2 Shred meat with two forks, then broil: Preheat oven broiler. Remove meat from the pot and put into a roasting pan. With 2 forks, tear the meat into large shreds, spreading them out in an even layer in the roasting pan. Put pan on the top rack of the oven. Broil for 5 to 10 minutes until edges and some parts are brown and crispy.
3 Skim fat, reduce the salsa verde sauce: While the meat is browning in the oven, skim the fat from the liquid in the large pot. (Discard but do not put the fat down the drain or you will clog your pipes.)
Heat the pot on high and vigorously boil the remaining liquid, stirring, until reduced to 2 1/2 cups, several minutes.
4 Return meat to sauce, stir in cilantro: Return the meat to the pot with the liquid. Stir in chopped cilantro. Season with salt.

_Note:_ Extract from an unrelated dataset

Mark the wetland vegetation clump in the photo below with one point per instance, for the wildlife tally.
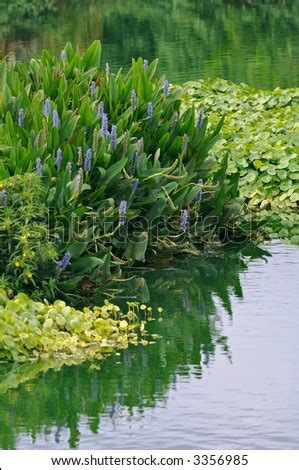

Serve with heated and softened corn tortillas (20 seconds each in the microwave spread out over a paper towel will heat and softened packaged tortillas sufficiently), diced avocado, crumbed Cotija or grated Monterey jack cheese, sour cream (or crema fresca), and seasoned cabbage slaw.
Seasoned Cabbage Slaw
Place thinly sliced cabbage in a medium sized bowl. Sprinkle with seasoned rice vinegar, salt and pepper. You can substitute white vinegar or apple cider vinegar for the rice vinegar, if you do, sprinkle on some sugar to help balance the acidity of the vinegar. Toss. Adjust seasonings. Let sit for 10 minutes for the cabbage to absorb some of the dressing.